The photograph presented itself quite by chance. After work rowers were on the river training as the sun lowered itself to the horizon. I saw them coming towards me and the idea of capturing them in silhouette occurred to me. As the rowers came through the sunlight reflected off the water the moment arrived. Straight out of the camera the image seemed pretty good. However, but a bit of work with the blacks, exposure, highlight recovery and enhancement of the blue of the bow canvas and yellow of the oar blades brought the image to how I remembered it and “how it felt”.
I have been reworking some of my photographs since reading the book and feel that I am now starting to get more mood from the images than previously.
Vision & Voice – David duChemin’s book on Refining your vision in Adobe Photoshop Lightroom
I admit right here at the start that I am a great fan of David duChemin’s blog PixelatedImage.com, his Craft & Vision e-books and his first published book Within the Frame – The Journey of Photographic Vision. He espouses a philosophy about photography that resonates with me. This challenges me to think about what I am trying to achieve when I am about to frame a photograph and press the shutter button.
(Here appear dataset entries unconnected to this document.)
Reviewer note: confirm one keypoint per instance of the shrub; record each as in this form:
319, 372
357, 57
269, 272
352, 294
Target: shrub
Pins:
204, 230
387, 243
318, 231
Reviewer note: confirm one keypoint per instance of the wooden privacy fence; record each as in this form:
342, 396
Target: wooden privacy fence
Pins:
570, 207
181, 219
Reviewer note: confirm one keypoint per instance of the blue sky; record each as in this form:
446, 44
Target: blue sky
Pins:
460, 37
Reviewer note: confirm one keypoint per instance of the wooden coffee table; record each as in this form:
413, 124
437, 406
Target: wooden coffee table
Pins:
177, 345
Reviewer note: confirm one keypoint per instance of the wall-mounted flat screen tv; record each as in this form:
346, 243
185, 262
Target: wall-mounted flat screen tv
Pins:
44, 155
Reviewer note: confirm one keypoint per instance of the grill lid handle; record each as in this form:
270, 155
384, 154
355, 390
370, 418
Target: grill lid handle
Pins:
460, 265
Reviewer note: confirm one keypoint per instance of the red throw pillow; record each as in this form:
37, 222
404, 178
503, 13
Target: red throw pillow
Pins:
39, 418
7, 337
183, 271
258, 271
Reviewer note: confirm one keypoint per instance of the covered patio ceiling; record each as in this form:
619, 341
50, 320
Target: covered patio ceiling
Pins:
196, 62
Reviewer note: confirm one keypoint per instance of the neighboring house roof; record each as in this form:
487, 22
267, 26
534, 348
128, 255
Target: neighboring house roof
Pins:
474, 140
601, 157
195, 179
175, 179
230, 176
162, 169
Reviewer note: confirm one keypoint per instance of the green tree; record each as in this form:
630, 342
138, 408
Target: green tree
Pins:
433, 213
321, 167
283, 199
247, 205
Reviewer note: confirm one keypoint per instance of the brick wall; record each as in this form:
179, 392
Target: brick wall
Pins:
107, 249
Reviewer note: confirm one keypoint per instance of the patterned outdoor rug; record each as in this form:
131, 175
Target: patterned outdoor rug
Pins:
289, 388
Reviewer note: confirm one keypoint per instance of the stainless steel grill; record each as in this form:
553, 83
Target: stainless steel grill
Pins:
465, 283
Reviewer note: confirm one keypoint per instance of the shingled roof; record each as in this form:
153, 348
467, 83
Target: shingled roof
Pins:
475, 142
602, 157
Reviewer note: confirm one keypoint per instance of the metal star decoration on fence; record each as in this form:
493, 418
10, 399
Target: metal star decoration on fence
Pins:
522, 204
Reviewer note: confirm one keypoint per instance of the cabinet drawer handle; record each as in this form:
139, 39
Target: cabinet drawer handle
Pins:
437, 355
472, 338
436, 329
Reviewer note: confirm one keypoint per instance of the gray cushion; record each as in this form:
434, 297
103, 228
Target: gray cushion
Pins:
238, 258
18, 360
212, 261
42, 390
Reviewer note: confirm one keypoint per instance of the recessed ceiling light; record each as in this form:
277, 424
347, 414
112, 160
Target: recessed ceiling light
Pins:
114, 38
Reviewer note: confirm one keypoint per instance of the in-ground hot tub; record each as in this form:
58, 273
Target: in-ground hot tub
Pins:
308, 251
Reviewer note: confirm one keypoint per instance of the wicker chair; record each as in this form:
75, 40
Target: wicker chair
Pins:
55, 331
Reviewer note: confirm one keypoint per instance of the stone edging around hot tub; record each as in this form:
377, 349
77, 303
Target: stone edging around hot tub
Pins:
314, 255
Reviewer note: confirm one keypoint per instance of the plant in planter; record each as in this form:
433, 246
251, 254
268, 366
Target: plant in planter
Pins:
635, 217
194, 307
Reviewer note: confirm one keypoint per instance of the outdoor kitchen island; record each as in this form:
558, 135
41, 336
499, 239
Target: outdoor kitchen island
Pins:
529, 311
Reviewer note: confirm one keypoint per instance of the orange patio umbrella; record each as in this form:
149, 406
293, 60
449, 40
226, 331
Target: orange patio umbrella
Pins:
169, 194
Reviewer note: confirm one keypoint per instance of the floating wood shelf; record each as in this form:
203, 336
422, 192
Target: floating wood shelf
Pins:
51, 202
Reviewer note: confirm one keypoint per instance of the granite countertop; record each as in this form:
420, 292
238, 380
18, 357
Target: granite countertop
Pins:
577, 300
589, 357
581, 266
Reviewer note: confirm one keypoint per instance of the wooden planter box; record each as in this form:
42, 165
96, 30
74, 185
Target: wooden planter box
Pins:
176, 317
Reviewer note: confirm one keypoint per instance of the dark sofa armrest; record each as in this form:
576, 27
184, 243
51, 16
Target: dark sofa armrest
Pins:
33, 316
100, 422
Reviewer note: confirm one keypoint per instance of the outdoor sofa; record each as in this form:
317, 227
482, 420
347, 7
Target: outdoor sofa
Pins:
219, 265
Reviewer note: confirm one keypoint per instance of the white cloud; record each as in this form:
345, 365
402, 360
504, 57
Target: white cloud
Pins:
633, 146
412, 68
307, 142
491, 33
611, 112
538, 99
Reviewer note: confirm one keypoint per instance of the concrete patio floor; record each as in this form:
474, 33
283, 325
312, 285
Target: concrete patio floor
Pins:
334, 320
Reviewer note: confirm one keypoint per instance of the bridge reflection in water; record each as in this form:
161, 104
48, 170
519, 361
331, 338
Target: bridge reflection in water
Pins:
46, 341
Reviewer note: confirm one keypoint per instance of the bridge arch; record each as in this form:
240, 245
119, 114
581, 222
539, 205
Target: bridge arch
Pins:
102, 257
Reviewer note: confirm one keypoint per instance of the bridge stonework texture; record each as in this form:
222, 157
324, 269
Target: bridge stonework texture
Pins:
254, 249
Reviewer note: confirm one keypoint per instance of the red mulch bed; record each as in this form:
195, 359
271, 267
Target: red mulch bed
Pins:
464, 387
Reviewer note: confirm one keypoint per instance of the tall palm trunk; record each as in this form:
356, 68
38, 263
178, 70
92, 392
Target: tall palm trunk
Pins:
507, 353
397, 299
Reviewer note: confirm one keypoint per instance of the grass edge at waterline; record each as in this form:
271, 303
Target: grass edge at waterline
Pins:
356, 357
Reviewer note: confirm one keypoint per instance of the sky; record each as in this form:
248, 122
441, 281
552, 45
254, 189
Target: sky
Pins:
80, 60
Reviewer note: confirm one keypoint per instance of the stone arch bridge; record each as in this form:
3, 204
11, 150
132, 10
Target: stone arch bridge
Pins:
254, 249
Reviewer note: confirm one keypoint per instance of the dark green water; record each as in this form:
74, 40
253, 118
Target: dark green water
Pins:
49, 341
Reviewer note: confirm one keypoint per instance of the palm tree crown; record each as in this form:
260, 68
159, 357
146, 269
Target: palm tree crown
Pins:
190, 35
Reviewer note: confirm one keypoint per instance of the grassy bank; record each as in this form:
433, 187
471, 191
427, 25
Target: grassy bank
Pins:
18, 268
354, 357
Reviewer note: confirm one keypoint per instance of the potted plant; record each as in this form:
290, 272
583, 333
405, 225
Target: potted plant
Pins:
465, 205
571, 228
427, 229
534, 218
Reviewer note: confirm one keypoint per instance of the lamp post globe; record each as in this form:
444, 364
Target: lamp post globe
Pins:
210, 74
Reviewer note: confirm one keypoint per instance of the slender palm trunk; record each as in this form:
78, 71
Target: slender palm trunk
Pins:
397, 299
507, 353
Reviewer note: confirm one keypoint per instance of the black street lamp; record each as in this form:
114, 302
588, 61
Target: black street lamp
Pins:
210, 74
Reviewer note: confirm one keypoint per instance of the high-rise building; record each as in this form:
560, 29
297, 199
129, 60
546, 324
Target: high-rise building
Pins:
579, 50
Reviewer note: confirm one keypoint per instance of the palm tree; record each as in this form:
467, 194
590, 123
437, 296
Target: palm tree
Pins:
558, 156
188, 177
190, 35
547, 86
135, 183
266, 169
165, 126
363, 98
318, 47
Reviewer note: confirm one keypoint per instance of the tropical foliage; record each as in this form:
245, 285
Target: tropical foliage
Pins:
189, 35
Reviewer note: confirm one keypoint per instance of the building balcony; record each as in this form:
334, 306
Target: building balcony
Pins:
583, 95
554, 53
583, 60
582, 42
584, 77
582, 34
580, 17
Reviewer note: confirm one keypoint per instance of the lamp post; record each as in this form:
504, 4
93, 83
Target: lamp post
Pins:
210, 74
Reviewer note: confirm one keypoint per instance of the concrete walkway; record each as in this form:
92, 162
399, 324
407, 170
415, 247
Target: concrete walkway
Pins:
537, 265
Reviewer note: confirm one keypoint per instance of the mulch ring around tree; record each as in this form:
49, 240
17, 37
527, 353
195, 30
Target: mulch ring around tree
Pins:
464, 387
As a relative novice of the photographic arts I often struggle to get the photographs I hope for. Coming from a somewhat technical background I often lack the creative vision to make a reasonable photograph of a subject, however simple, that others create masterpieces from. But I keep trying.
In his book Vision & Voice – Redefining your vision in Adobe Photoshop Lightroom David has led me further down the path of understanding. I came to Adobe Lightroom without any formal tuition, but what I found was a post-processing software product that I could understand even at its basic level. However, I struggled with it when dealing with RAW images because of the high degree of flexibility of manipulation, and a lack of understanding of what I was trying to achieve. As a technical kind of person I believed that I should be trying to recreate the scene exactly as I remembered it. David duChemin encourages me to recreate images as I “felt” them. Now, there’s a challenge for a technician!
What I like about this book is that it’s not about the ins and outs of Adobe Photoshop Lightroom. It’s about translating the vision in the image you captured into the final product. David talks about three kinds of image – the image you envision, the image you capture in your camera, and the final image you produce as a result of refinement in post-processing. Does the final image have to represent the subject “exactly”? David argues that the answer depends on its final usage – if it’s a news image “Yes”, otherwise it depends on your intention. What a liberating thought! Did it look that way? Did it feel that way? That creates an opening for a technician to look at things in quite a different way.
By following the thought processes that David uses to create his final images one is treated to a “try it and see what happens” approach to image transformation with the clear understanding that there is a vision for what the final product will look and feel like. In the process you learn how the sliders and tools in Adobe Photoshop Lightroom help to transform the raw product into its final form.
Beware – the old adage “Garbage in – Garbage out” still applies. A poor vision coupled with a poor capture will still produce a poor image.
For me this book has been a revelation. I now have a better idea of what works and what doesn’t in Lightroom, and a much clearer idea about what I need to do about capturing a worthwhile image in the first place. In photography, as in all things in life, learning is a lifetime experience. As an “older person” I am racing to catch up after so many years away from this fascinating craft.